Uzun ve zorlu bir nöbetin üzerinden bir gün geçmişti. Saat akşamüzeri dört buçuktu, evde dinleniyordum. Yumuşak ev terliklerimi ayaklarıma geçirmiş ve bacaklarımı da koltuğa boylu boyunca uzatmış bir şekilde umursamazca televizyonu karıştırıyordum. Pijamalarım bile hâlâ üzerimdeydi. Zaten gelen gidenim de yoktu, o yüzden pijamaları çıkarmamakta bir sakınca görmüyordum.

Bugünlük dertlerimi ve kederlerimi bir kenara bırakmaya karar vermiştim. Ama tabii bu kararı vermemin üzerinden yalnızca yarım saat geçmişti.

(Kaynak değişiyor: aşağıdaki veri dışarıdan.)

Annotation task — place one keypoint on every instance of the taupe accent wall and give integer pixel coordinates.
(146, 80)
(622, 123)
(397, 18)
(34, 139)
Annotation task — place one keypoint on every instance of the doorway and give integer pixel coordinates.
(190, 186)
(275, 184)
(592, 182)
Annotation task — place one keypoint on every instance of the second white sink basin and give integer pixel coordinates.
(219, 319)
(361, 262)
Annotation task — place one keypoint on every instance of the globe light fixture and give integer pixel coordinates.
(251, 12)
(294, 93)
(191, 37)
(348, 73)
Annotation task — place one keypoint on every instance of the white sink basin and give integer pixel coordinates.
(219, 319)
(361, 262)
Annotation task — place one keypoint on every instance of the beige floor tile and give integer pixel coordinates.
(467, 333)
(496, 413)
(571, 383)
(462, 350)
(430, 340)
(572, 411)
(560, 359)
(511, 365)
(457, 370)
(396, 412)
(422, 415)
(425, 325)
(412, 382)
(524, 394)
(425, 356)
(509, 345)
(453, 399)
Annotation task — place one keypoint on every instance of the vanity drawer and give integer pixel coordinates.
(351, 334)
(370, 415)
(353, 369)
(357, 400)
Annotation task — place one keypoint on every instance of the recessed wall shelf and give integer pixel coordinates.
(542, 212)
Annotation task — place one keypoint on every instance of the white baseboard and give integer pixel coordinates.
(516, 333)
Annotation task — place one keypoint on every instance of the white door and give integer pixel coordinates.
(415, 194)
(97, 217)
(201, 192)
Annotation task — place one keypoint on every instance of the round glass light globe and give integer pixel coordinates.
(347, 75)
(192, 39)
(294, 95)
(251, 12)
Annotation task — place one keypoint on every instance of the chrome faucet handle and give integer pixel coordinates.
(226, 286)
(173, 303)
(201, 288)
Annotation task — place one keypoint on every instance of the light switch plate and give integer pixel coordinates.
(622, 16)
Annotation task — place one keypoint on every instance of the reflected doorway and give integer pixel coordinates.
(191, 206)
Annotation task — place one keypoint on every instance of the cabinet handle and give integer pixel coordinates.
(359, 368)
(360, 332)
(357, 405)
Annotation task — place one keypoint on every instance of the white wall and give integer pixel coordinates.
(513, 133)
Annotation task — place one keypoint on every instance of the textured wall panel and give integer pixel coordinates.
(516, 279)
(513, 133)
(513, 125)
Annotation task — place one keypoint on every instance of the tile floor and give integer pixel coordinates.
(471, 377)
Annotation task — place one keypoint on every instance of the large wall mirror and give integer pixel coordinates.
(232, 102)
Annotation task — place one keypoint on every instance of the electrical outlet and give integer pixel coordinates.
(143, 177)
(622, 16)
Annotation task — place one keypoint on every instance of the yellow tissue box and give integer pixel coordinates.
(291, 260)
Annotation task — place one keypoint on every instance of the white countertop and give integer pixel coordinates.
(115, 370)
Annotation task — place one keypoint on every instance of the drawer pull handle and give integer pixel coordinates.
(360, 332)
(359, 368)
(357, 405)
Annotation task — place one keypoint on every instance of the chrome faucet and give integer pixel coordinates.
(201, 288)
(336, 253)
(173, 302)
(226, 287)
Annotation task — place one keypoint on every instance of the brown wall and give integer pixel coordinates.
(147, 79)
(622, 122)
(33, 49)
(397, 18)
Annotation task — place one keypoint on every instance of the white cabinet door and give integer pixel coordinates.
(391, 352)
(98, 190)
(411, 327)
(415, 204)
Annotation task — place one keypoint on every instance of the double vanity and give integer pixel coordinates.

Yarım saat de olsa en azından belirli bir süre dertlerimden uzak kalmıştım. Bunun bile benim için nasıl bir nimet olduğunu kelimelere dökemezdim. Düşünüyordum da insanın kafasının boş olması gibisi yoktu. Tabii benimki boş gibi görünen bir doluydu ama olsun, bu zamana değin boş gibi görünmesini bile sağlayamamıştım.

Kısa bir süre sonra televizyondan da sıkılıp yiyecek bir şeyler olması umuduyla mutfağa doğru ilerledim. Çekmeceleri karıştırdığımda evde abur cubur namına sadece bir tane çikolata olduğunu görmek beni bozguna uğrattı. Yahu ben daha geçen hafta burayı ağzına kadar doldurmamış mıydım? Ah, diyerek elimi alnıma çarptım. Bu gidişle bir davula benzeyene kadar şişecektim.

Omuz silkerek kalan son çikolatanın paketini açtım ve ondan kocaman bir ısırık aldım. Aman canım! Bir daha mı gelecektim bu dünyaya? Zaten sana ne oluyorsa böyle düşündüğün için olmuyor mu, diyen iç sesimin ukalalığı bir miktar sinirimi bozmuştu. Ona gereken cevabı içimdeki şeytan verecekken kapı çalındı ve üçümüzün de dikkati dağıldı. Kapıdaki her kimse alacaklım falan olmalıydı, çünkü biraz daha vurmaya devam ederse açmama gerek kalmayacak, kapı olduğu gibi yere yığılacaktı.

Elimdeki çikolatayla birlikte hızlı adımlarla kapıya doğru ilerledim ve "Ay patladın mı?" diye çıkışarak kapıyı açtım. Rabbimin yaptıklarını sorgulamak gibi olmasındı ama acaba neden benim kaderimde böyle bir adam vardı?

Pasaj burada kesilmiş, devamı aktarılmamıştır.